If you do an introductory text then probably more experienced people will lack 
a reference book.

As i remember it Le Langage Caml was largely about compilation techniques.
That's yet another choice:
* do you want to introduce OCaml where it shines best, as an rewriting tool ?
* or do you want to be more general and application-agnostic ?

Certainly at some point you have to speak about semantic, so :
* do you want to be practical and omit the boring theory ?
* or do you want to speak about lambda-calculus, type inference and value 
restriction ?

Do you want a full exposure of the module language ?
Or just the bits that allow usage of the standard modules ? 
Do you want to present advanced usage of polymorphic variants ?
Or do you want to just point the right articles and let the reader perfect its 
knowledge ?

Certainly you also want to discuss different programming styles.
Moreover it's much better, especially for library designers, if you introduce 
some functional niceties
(maps, folds, continuations, lazyness, monads...).
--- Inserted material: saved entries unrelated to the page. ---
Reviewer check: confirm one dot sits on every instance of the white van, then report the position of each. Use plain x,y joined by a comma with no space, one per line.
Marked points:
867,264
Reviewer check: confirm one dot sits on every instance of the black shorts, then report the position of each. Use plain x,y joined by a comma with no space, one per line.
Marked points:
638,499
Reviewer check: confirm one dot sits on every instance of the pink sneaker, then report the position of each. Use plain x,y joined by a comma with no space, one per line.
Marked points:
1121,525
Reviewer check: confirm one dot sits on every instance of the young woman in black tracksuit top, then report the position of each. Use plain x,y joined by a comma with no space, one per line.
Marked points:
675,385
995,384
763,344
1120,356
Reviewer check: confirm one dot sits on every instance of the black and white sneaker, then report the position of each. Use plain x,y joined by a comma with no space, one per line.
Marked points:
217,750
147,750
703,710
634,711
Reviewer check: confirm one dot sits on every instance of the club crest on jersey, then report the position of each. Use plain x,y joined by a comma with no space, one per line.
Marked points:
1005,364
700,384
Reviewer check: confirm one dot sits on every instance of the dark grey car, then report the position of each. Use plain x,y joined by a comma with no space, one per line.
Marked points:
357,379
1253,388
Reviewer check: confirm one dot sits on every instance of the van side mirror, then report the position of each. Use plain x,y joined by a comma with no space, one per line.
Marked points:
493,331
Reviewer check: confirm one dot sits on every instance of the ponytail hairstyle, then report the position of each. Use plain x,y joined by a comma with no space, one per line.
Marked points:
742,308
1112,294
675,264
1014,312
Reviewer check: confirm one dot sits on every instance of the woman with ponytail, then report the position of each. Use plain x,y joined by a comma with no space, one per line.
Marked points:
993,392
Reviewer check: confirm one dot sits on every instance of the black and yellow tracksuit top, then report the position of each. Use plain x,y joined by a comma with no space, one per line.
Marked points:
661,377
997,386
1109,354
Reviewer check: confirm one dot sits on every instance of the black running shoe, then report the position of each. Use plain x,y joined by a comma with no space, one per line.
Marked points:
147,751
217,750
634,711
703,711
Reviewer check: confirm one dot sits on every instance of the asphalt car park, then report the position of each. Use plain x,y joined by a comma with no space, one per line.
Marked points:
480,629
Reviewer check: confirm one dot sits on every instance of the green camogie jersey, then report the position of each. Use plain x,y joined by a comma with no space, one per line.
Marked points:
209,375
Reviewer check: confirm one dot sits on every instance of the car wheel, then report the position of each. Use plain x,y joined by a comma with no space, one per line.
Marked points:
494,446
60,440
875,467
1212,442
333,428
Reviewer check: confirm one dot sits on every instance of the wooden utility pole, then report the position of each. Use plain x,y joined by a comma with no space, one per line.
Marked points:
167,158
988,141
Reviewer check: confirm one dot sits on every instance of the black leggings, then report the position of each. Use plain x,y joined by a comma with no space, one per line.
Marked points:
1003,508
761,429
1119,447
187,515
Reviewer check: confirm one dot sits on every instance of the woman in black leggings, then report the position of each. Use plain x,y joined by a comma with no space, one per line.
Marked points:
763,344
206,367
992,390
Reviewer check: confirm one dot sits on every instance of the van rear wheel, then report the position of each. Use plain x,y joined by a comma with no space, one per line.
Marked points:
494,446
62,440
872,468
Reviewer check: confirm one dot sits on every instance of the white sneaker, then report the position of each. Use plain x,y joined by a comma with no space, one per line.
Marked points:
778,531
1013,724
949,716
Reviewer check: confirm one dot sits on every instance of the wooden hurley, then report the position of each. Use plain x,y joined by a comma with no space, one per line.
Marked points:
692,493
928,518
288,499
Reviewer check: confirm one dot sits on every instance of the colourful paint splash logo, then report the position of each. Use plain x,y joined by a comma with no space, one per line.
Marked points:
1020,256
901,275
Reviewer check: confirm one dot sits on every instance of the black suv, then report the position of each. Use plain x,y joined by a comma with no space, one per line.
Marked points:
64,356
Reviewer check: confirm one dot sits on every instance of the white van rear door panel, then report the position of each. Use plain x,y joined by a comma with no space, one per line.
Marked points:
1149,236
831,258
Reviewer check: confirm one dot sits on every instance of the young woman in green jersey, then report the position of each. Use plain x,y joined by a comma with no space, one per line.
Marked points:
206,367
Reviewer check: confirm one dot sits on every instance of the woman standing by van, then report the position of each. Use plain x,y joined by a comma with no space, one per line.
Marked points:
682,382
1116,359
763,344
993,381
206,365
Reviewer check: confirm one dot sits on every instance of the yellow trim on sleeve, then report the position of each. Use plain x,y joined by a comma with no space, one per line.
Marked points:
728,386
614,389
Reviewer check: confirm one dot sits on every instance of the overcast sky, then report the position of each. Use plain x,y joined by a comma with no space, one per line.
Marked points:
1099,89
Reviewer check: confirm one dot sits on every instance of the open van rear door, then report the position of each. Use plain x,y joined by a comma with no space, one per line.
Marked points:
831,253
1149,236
That's many conflicting questions.

The reason why you overlook them is because you greatly overestimate the 
importance of libraries. 
Even from the library point of view, it's better if the langage comes first, it 
encourages a much more elaborated design.

-- damien





Damien Guichard
2009-04-02



En réponse au message
de : Alp Mestan
du : 2009-04-02 15:40:45
À : Jon Harrop; caml-list@yquem.inria.fr
CC : 
Sujet : Re: [Caml-list] Re: LLC book [was: Questions]

Indeed, as I said above, a book on "today's OCaml" should cover a wide variety 
of topics (syntax extensions with camlp4/5, general purpose libraries, specific 
libraries like ocamlnet, GTK+ and OpenGL binding, etc). To write such a book, 
there would be the need for many authors with time and knowledge to produce a 
good learning and practice material for OCaml !

I think many of us would enjoy writing some paragraphs for such a project... 
But would there be enough people to achieve the writing of an entire (and good) 
book ?

-- 
Alp Mestan
In charge of the C++ section on Developpez.com.